I'd never known just how special Manhattan Special was, though, until I stumbled on the company's booth at the Fancy Food Show, a food-industry convention held in New York City. Manning the booth was Aurora Passaro, the great-granddaughter of Teresa Cimino, a native of Naples, Italy, who cofounded the company in 1895. Passaro explained that the soda, which has a cult following in Italian-American communities in and around New York, takes its name not from the island of Manhattan but from Manhattan Avenue, a street in the Williamsburg section of Brooklyn, where her family settled and where they've been making the drink, in the same factory, ever since.

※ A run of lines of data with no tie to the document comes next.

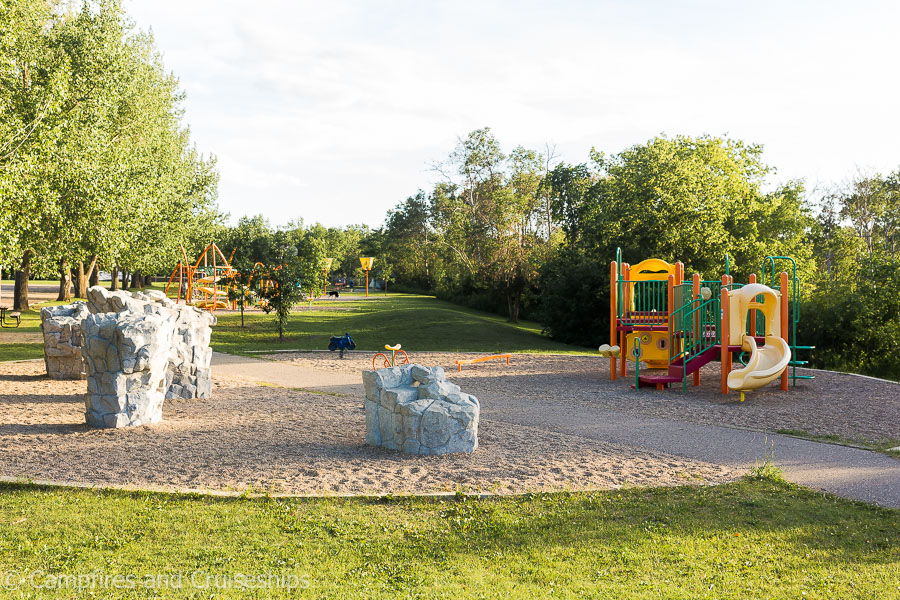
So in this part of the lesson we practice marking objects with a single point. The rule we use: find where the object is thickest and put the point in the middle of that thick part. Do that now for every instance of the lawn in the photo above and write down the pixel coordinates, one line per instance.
(419, 323)
(20, 351)
(756, 538)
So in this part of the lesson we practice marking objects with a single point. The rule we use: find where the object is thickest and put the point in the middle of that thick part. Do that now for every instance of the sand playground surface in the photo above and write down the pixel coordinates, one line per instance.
(309, 440)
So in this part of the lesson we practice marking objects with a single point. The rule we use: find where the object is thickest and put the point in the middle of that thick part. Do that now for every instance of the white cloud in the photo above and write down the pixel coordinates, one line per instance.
(333, 111)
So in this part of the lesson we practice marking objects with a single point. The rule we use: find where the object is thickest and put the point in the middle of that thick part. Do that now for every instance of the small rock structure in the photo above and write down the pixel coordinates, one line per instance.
(415, 409)
(61, 327)
(189, 354)
(127, 360)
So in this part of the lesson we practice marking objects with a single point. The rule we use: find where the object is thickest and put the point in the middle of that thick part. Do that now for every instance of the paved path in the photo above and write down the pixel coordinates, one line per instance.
(847, 472)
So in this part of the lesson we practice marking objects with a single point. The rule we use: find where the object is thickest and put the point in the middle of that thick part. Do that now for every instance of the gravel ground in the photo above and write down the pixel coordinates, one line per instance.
(849, 406)
(284, 440)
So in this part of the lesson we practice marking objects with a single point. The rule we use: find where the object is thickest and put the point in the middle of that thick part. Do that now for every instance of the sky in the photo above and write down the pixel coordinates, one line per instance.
(335, 112)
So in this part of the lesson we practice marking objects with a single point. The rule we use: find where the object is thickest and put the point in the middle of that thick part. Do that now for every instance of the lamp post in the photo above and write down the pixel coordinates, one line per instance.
(366, 263)
(326, 268)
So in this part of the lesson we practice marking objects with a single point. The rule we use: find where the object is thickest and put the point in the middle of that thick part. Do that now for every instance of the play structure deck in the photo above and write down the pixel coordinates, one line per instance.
(678, 326)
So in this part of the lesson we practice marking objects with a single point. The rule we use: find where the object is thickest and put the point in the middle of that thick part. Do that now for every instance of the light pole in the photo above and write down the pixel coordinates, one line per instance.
(326, 268)
(366, 263)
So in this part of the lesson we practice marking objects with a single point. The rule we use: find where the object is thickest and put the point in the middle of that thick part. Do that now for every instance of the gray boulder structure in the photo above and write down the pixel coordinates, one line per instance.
(139, 350)
(127, 359)
(189, 355)
(61, 328)
(415, 409)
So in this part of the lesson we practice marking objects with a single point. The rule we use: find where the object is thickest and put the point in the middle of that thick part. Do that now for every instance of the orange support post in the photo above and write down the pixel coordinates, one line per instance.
(613, 316)
(723, 338)
(695, 302)
(785, 300)
(753, 310)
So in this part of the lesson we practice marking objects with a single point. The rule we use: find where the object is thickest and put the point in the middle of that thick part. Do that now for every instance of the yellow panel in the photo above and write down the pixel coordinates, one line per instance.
(648, 270)
(654, 347)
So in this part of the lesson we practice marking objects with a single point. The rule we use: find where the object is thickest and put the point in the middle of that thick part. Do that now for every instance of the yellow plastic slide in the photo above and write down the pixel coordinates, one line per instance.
(765, 365)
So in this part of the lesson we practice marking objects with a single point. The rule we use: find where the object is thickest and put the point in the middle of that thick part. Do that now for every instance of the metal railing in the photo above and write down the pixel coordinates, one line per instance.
(643, 303)
(694, 330)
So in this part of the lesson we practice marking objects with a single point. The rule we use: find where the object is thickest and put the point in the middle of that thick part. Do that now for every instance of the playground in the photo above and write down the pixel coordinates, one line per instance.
(665, 482)
(296, 429)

Passaro, who runs Manhattan Special with her brother Louis, doesn't believe that the soda was inspired by any particular Italian cold coffee refreshment, such as granita. More likely, her great-grandmother's invention is an American answer to an Italian craving. "Italian immigrants drank a lot of espresso with sugar," Passaro told me. "During the summer they'd cool it down, but no one wanted to drink it with ice and dilute it." Those were the days when seltzer salesmen made home deliveries and drugstore soda fountains added flavored syrups to fizzy water. So, Teresa Cimino concocted a drink, the recipe for which remains essentially unchanged, tailored to her community: she brewed heavily roasted espresso coffee, sweetened it with cane sugar to make a syrup, and added carbonated water. This summer, the company began selling the beverage through its online store (www.manhattanspecial.com), and, though it has recently introduced a line of its own, Starbucks-esque bottled coffee drinks, Passaro knows where her customers' loyalties lie: "Once you've developed a taste for our soda," she said, "it's hard to go back."